The Wheel Galaxy stands apart from the crowd, however, due to its distinctive wagon wheel-like shape. Named for its bright central region and many outstretched arms, it was formed when two galaxies collided – a large spiral galaxy and a smaller one, altering the eventual merger that resulted from the collision The structure of galaxies (via ESA).
The Milky Way, about 500 million light-years away, was once a mystery because astronomers had a hard time seeing through the massive dust in the Milky Way, which blocks visible light. But instruments on the James Webb Space Telescope can see infrared wavelengths, which means they can see through dust to structures that would otherwise be hidden.
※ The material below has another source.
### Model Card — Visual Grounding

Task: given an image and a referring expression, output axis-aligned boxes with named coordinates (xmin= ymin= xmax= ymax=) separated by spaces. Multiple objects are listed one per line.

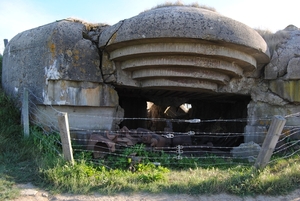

The image is a composite of data taken using Webb’s near-infrared camera, or NIRCam, in the 0.6 to 5 micron range, and the mid-infrared instrument, or MIRI, in the 5 to 28 micron range.
Learn from the wheel
This Data from both instruments is necessary to construct a more complete picture of the Milky Way. The NIRCam data, shown in blue, orange and yellow in the composite image, particularly clearly shows the bright young stars in the galaxy’s outer ring. The blue area shows where new stars are born (via ESA).
MIRI data can show the composition of parts of a galaxy, such as regions of hydrocarbon and silicate dust. The MIRI image also shows “spokes” radiating outward from the galaxy’s central region.
The unusual structure of the galaxy can be seen more clearly in the MIRI image, where you can see an inner ring near the center and an outer ring around the edge of the galaxy. The rings were created by a collision between two primordial galaxies that formed the current galaxies when the massive event sent shock waves. This structure means that galaxies, known as ring galaxies, are among the rarest.
The Wheel Galaxy will also continue to change and evolve over time. “Webb’s observations suggest that the wheel is in a very short-lived phase,” the ESA scientists wrote. “This galaxy may have been a normal spiral galaxy like the Milky Way before the collision, and it will continue to transform. Although Webb is for us Provides a snapshot of the current state of the wheel, but it also provides insight into how this galaxy has developed in the past and in the future.”